Over in Russia, they've experienced many of the same boons and setbacks as we have here in the US, ensuring there have been just as many one-offs, oddities, and flops in the land of the Lada as we've seen over here in the realm of Ford and Chevy.
In fact, Russia might have fair claim to having built the worst EV concept in modern history, with possible mainstream production on the cards if it hit it off. The Lada Rapan seemed less like a real electric car than like something Saturday Night Live cooked up to make fun of the EV segment.
The World Almost Went Electric In The Late 1990s
In the past, we've covered the late 1990s as a point in time where the world almost went electric. There's an unusually high concentration of electric cars, prototypes, and limited-run battery-powered fleet vehicles dated to 1997 and 1998. A lot of this had to do with California, which had issued a mandate in 1990 dictating that anyone who wanted to keep doing business on the Golden Coast had better get to work on a zero-emissions vehicle.
This mandate applied not only to American automakers, like General Motors which would go on to produce the EV1, and Chevrolet, producing the electric S-10, but Asian automakers like Toyota and Honda. The electric Toyota Rav4 actually dates all the way back to 1997.
This begs the question, though, of why Russia was getting into the act. Can you remember ever seeing a Lada on an American road? Lada's never had much of a presence in the States.
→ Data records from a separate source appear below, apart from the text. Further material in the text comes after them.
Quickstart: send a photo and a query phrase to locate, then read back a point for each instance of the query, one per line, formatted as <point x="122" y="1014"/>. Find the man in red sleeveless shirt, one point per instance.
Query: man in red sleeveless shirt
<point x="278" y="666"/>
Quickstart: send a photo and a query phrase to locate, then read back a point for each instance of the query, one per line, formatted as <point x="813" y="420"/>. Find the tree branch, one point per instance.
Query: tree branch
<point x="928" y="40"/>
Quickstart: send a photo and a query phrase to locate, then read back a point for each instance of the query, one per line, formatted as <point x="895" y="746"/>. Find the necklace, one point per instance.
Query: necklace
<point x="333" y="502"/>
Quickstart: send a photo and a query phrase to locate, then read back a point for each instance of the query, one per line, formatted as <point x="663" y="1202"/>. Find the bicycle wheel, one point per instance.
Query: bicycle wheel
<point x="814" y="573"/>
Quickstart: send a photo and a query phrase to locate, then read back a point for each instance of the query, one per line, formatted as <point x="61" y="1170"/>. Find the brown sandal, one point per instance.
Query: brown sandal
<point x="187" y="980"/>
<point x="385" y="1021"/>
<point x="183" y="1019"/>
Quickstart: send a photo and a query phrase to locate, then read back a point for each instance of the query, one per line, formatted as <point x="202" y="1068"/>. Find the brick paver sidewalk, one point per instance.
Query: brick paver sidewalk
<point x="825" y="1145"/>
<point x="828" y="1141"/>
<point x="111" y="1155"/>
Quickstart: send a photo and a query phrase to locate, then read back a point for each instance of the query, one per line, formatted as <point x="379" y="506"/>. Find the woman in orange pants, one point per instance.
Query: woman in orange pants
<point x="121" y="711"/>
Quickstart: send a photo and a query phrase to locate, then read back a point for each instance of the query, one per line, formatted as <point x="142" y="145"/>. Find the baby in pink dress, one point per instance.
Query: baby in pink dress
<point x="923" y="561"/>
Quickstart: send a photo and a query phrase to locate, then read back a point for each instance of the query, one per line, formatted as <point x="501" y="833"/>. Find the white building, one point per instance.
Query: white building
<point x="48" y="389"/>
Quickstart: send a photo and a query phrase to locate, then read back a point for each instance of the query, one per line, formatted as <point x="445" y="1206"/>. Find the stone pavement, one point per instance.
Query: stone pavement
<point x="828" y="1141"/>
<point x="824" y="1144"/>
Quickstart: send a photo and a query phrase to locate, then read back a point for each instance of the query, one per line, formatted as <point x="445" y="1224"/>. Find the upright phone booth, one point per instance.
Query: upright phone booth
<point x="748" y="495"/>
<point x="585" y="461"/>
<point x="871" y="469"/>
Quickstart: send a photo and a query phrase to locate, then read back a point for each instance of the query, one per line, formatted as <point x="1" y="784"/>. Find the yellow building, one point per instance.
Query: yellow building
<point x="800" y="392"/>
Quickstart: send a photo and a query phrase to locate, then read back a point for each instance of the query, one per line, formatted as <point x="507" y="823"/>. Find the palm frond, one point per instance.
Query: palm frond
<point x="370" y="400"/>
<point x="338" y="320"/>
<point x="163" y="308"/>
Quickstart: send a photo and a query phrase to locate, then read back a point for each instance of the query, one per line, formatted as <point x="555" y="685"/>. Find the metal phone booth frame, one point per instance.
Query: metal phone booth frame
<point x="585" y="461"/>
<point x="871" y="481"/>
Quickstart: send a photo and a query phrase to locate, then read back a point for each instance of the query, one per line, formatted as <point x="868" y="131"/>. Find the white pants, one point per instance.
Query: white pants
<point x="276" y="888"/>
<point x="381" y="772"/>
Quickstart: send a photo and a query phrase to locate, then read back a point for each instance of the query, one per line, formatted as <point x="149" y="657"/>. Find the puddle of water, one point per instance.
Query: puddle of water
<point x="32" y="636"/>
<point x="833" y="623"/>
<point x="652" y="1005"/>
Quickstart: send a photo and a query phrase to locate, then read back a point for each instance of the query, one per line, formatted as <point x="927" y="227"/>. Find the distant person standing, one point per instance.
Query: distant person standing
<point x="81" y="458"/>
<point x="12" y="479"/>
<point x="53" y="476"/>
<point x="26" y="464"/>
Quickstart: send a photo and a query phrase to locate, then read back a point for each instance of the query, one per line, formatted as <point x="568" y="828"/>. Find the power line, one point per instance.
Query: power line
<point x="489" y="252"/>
Ultimately, Lada simply didn't want to be left behind. California's CARB mandate gave the industry a swift kick in the pants to get busy on those EVs, but the industry was already moving in that direction. When President George Bush Sr signed the Clean Air Act Amendment and the Oil Pollution Act into law in 1990, we were becoming more environmentally aware, on a global level. An electric car was one way of making sure your company was prepared for the future.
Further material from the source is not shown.